Senators from both parties took after current and former Goldman Sachs executives on Tuesday, charging during a high-profile hearing that they engaged in abusive practices to increase profit margins while the nation’s economy plummeted.
“Goldman Sachs didn’t just make money, it profited by taking advantage of its clients’ reasonable expectation that it would not sell products that it didn’t want to succeed,” said Sen. Carl Levin (D-Mich.), chairman of the Homeland Security and Governmental Affairs Subcommittee on Investigations.
Sen. John McCain (R-Ariz.), surveying hundreds of pages of e-mails from Goldman Sachs’ executives detailing controversial business dealings, offered a harsher rebuke.
“I don’t know if Goldman Sachs has done anything illegal … but there’s no doubt their behavior was unethical and the American people will render a judgment as well as the courts,” McCain argued.
Tuesday’s hearing, which began at 10 a.m. and could stretch late into the evening, was the culmination of an 18-month probe of Goldman Sachs’ business practices in the years leading up to the 2008 housing crisis. Levin released hundreds of embarrassing e-mails — including one exchange between Goldman employees describing a “shitty deal” — and repeatedly asked witnesses whether they recklessly harmed clients by selling mortgage-backed products.
Goldman Sachs, which last week was charged with fraud by the Securities and Exchange Commission, has reported high profit margins in recent years while competitors have closed or taken huge losses.
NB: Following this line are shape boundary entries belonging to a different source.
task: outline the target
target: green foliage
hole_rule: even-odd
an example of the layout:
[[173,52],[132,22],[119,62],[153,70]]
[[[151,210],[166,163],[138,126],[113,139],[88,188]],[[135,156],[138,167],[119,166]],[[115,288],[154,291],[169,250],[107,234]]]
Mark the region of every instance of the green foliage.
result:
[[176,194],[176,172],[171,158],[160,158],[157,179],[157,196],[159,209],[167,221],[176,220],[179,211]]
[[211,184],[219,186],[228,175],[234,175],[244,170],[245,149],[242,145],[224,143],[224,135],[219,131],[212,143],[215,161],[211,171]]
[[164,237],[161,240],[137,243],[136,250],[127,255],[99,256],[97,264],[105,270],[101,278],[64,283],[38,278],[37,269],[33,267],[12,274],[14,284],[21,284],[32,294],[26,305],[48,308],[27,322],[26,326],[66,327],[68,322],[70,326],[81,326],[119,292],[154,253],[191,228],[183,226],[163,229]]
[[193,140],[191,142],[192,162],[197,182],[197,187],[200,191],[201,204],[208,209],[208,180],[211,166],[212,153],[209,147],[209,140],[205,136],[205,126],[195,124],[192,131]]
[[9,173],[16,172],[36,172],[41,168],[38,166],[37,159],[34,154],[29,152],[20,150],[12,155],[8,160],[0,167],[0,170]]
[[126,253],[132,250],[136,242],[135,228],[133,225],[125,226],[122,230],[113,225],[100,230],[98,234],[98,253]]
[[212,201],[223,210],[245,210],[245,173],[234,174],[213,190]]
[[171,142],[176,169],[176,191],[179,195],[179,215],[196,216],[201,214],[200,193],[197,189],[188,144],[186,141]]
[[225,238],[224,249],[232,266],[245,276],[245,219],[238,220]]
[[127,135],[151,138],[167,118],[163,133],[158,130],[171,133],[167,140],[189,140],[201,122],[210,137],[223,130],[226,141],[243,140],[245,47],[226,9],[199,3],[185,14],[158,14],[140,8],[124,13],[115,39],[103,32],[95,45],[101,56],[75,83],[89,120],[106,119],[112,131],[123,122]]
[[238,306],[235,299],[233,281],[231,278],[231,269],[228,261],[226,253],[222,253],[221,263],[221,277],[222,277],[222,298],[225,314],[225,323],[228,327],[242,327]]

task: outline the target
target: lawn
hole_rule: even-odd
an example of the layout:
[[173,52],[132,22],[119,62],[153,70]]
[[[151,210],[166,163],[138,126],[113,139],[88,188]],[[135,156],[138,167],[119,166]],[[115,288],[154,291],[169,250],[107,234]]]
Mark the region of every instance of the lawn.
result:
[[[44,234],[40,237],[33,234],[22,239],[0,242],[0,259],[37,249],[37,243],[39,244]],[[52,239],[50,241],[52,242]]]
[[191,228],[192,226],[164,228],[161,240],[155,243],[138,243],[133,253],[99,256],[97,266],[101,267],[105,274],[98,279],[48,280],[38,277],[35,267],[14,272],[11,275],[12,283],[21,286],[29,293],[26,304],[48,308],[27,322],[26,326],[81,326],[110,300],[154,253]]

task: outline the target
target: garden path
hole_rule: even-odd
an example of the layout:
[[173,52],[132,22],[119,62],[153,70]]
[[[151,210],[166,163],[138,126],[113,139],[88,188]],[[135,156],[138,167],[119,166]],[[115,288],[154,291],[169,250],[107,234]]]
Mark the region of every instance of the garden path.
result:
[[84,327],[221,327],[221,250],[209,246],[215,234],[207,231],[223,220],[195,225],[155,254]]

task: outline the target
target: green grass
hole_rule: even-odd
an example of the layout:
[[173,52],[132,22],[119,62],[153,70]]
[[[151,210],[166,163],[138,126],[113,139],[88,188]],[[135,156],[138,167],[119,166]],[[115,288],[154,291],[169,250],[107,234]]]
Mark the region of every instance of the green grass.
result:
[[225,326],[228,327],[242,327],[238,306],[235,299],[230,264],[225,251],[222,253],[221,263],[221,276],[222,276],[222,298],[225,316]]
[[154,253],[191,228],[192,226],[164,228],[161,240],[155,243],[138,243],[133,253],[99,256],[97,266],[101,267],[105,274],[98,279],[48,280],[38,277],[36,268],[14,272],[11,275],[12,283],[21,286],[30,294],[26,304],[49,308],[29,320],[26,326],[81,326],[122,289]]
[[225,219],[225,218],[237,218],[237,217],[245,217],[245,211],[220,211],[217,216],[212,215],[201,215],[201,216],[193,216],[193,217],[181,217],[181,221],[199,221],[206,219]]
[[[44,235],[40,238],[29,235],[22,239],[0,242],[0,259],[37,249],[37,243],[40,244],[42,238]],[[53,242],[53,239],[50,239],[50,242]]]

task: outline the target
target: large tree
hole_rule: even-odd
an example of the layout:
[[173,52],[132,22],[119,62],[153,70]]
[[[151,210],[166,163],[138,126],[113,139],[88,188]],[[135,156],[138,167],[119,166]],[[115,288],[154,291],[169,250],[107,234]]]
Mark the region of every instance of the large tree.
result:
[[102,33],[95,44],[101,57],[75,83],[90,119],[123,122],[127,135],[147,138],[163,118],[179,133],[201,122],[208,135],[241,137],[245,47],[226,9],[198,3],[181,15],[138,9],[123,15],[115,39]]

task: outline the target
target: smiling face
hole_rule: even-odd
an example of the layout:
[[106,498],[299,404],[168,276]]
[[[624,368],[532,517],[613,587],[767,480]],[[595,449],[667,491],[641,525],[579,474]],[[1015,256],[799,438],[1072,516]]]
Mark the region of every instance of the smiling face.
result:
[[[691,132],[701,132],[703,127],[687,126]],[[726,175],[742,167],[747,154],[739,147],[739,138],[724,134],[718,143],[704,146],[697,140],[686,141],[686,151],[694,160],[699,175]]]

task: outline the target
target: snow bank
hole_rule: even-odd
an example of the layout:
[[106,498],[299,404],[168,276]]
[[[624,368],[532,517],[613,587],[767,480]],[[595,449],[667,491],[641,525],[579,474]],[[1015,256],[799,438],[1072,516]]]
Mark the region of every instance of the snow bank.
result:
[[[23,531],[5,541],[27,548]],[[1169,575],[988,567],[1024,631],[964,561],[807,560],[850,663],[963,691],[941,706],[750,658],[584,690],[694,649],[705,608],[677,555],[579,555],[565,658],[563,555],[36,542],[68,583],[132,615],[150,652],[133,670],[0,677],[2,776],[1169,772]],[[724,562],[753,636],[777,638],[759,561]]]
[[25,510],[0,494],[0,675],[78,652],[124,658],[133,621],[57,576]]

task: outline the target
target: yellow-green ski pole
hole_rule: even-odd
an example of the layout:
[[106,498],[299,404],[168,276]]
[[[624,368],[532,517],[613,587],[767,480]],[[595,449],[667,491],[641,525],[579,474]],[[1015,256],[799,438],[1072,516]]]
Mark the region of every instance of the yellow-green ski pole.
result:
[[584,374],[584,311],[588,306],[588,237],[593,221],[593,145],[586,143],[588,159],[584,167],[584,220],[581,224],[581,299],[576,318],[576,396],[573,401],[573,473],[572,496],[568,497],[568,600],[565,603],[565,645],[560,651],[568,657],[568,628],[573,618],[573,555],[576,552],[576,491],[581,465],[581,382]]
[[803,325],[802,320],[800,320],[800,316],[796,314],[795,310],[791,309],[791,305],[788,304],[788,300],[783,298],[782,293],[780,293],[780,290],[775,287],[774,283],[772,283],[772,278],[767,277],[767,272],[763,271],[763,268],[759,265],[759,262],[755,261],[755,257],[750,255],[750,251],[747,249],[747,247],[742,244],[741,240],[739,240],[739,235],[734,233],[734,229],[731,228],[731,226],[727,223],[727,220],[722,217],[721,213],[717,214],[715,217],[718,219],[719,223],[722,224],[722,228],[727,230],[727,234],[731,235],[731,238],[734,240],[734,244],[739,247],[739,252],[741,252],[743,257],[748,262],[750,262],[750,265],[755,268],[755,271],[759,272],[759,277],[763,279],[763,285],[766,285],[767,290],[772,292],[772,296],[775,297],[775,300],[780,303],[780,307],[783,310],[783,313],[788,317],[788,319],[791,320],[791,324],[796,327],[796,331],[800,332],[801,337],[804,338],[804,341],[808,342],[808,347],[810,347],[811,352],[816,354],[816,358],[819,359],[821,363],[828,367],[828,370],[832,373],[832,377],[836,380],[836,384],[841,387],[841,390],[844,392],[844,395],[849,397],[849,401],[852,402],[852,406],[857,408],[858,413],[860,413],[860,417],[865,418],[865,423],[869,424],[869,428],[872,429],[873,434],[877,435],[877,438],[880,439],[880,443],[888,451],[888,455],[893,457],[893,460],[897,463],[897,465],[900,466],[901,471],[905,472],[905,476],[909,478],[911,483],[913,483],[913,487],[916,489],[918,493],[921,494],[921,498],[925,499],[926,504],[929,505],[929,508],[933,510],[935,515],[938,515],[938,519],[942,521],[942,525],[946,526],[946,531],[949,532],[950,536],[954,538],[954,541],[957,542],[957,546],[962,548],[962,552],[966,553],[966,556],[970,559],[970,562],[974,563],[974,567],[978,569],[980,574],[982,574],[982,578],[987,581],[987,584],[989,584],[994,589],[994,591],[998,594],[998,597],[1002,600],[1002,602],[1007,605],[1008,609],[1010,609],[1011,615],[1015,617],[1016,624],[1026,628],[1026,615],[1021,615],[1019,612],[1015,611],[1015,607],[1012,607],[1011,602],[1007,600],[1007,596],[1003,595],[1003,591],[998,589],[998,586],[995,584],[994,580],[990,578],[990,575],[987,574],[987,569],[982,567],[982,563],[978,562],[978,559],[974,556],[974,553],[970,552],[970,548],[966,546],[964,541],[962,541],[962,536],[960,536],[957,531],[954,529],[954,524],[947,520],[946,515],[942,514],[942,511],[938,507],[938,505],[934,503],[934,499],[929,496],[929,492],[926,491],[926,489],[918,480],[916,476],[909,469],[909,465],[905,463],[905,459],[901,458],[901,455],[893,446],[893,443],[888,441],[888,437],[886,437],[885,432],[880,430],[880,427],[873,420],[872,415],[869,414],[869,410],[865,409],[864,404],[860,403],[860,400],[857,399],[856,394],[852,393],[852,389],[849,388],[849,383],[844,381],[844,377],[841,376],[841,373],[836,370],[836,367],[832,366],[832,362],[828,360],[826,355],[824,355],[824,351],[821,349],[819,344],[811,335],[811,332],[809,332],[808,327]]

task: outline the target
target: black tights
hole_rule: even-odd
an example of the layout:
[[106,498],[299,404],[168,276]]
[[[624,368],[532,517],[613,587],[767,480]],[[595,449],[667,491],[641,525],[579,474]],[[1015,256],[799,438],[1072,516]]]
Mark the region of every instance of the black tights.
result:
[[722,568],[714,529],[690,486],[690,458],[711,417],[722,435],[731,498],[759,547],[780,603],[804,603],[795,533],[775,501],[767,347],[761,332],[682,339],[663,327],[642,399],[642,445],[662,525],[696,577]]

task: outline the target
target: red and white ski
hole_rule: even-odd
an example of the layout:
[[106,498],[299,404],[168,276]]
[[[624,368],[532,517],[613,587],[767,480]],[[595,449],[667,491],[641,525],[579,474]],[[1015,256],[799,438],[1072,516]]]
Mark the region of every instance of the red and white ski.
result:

Lloyd Blankfein, CEO of Goldman Sachs who is scheduled to appear at the hearing this afternoon, is expected to say in prepared testimony that his firm did not knowingly sell bad products to clients in order to boost profits.
Former and current Goldman executives testifying earlier in the day offered vague testimony on company dealings, prompting negative reactions from Senators on the panel.
“I’m starting to share the chairman’s frustration and I’m only 30 seconds into my time,” Sen. Susan Collins (R-Maine) said after an exchange with Daniel Sparks, the former head of Goldman’s mortgage department.
Collins is considered a potential “yes” vote on financial regulatory reform legislation, although so far she has held firm against it and maintained that a bipartisan agreement should be reached before the Senate brings the bill to the floor.
Still, at Tuesday’s dramatic hearing, Collins’ remarks may have given hope to Democrats searching for an elusive 60th vote for a bill.
“Clearly, this system must be reformed so that Wall Street banks are not seen and do not act as unscrupulous operators who seek to profit from the public’s misfortune even as they’re pitching toxic investments and even as hard-working, struggling taxpayers are left to pick up the tab,” Collins said.
The Senate is scheduled to vote again Tuesday afternoon on a key procedural motion that would allow the financial reform bill to be debated on the floor. Democrats failed to secure the 60 votes they needed on Monday to bring the measure to the floor.